The Mayor of Casterbridge (A&E, 8-11 p.m.): It sounds dreadfully stuffy, high-brow, and boring. But wait. This three-hour movie, based on the novel by Thomas Hardy, is actually an attention-getter from start to finish. Set in the early 1800s, the story opens with a drunken British farmhand named Michael Henchard (Ciaran Hinds) who auctions off his wife, Susan, and baby to a sailor. Fast-forward 19 years later - Henchard is sober and the mayor of Casterbridge. Susan eventually reunites with him. But what about the woman he had promised to marry before Susan came along? A richly layered and consuming tale of love and betrayal not to be missed. TV-G
Anatomy of a Scene: 'American Splendor' (Sundance Channel, 7 p.m.): This Sundance series is a boon to film buffs, and is especially intriguing for those who love the mysteries of cinematic technique. "American Splendor," winner of the Sundance Film Festival's Grand Jury Prize, is an offbeat comedy based on a true story. Cleveland file clerk Harvey Pekar writes his life story - a complex individual who sees himself as a comic book character. Paul Giamatti stars. TV-14
Nefertiti Resurrected (Discovery Channel, 9-11 p.m.): So, whatever happened to Nefertiti? She blossomed as a powerful ruler, but once she died, the great queen disappeared - even from her grave. Now an English Egyptologist claims to have located the queen among a family group that had been stripped of telltale finery and then mutilated.

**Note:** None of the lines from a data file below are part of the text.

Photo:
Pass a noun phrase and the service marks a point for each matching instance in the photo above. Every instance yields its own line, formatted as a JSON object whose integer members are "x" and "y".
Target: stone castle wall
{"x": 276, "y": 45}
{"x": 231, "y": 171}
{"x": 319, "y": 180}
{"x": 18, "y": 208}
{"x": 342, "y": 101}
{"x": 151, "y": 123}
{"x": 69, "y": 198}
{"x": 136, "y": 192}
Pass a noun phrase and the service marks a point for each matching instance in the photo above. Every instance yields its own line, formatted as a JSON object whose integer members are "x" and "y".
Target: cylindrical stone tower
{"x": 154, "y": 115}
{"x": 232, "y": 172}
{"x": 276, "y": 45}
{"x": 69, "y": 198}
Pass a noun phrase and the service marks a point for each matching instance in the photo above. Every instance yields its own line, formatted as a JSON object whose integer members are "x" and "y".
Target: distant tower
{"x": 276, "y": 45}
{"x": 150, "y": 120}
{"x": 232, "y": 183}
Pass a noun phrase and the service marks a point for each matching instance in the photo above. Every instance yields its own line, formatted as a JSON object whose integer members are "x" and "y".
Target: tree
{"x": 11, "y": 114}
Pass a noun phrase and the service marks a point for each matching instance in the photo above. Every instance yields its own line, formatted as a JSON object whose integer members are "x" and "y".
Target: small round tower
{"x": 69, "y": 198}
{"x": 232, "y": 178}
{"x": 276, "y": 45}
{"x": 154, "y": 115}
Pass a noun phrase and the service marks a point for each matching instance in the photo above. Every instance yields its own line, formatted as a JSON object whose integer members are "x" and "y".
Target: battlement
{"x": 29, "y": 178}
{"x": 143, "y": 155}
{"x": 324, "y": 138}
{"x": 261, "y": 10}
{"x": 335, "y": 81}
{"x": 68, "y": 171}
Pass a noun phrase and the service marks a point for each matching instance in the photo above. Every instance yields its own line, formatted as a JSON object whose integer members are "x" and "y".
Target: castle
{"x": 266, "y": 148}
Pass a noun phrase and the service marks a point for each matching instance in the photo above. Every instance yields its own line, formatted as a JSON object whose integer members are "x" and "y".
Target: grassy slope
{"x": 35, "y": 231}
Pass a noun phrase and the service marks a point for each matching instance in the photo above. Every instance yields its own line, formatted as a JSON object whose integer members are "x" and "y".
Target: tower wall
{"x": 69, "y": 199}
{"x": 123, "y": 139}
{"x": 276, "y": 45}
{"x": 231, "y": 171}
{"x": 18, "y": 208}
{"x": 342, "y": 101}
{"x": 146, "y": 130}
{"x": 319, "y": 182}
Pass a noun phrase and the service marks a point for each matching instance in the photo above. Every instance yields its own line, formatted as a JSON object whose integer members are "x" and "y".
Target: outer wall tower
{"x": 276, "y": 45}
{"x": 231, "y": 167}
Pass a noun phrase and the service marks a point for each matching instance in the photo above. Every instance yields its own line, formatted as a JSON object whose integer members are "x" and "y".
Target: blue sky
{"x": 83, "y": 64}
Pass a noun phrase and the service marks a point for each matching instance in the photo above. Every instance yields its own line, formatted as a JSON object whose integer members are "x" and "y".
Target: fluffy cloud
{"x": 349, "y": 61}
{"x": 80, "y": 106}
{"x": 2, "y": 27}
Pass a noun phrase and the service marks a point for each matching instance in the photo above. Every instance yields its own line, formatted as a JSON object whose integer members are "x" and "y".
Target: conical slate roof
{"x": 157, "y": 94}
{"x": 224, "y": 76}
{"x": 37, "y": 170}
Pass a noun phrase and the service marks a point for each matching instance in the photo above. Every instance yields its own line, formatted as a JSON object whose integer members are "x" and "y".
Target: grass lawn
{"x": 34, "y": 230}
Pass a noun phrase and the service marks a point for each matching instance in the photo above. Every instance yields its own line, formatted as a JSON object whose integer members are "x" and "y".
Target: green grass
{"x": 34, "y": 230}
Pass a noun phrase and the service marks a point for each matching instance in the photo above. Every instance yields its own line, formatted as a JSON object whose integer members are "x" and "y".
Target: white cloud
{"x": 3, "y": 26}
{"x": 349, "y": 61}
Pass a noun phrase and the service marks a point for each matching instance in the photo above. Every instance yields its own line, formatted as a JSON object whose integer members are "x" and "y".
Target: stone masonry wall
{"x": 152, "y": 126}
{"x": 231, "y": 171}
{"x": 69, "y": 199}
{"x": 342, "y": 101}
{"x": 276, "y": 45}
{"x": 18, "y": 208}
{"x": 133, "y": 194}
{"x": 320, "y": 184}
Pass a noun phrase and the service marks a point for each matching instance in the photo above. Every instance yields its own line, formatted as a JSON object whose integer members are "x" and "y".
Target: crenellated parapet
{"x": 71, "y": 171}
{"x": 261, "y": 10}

Searching for Debra Winger (Showtime, 8-9:40 p.m.): In Rosanna Arquette's directorial debut, Hollywood actresses whine about aging and how tough it is to get a job when you hit 40. While the "poor-me" factor is high, something relevant does come through: The stars talk about trying to balance family life with their profession - problems many women who are not paid a tenth as well have, too. TV-PG
Smoking Gun TV (Court TV, 8-9 p.m.): Court TV skewers itself with this goofy special starring Mo Rocca ("The Daily Show with Jon Stewart"). Mo has a makeover to look like Nick Nolte playing a drug addict. He also investigates the theft of a steak by a hungry teenager - right off her neighbor's grill. Sardonic, smart, and slightly offensive, the special is largely a hoot.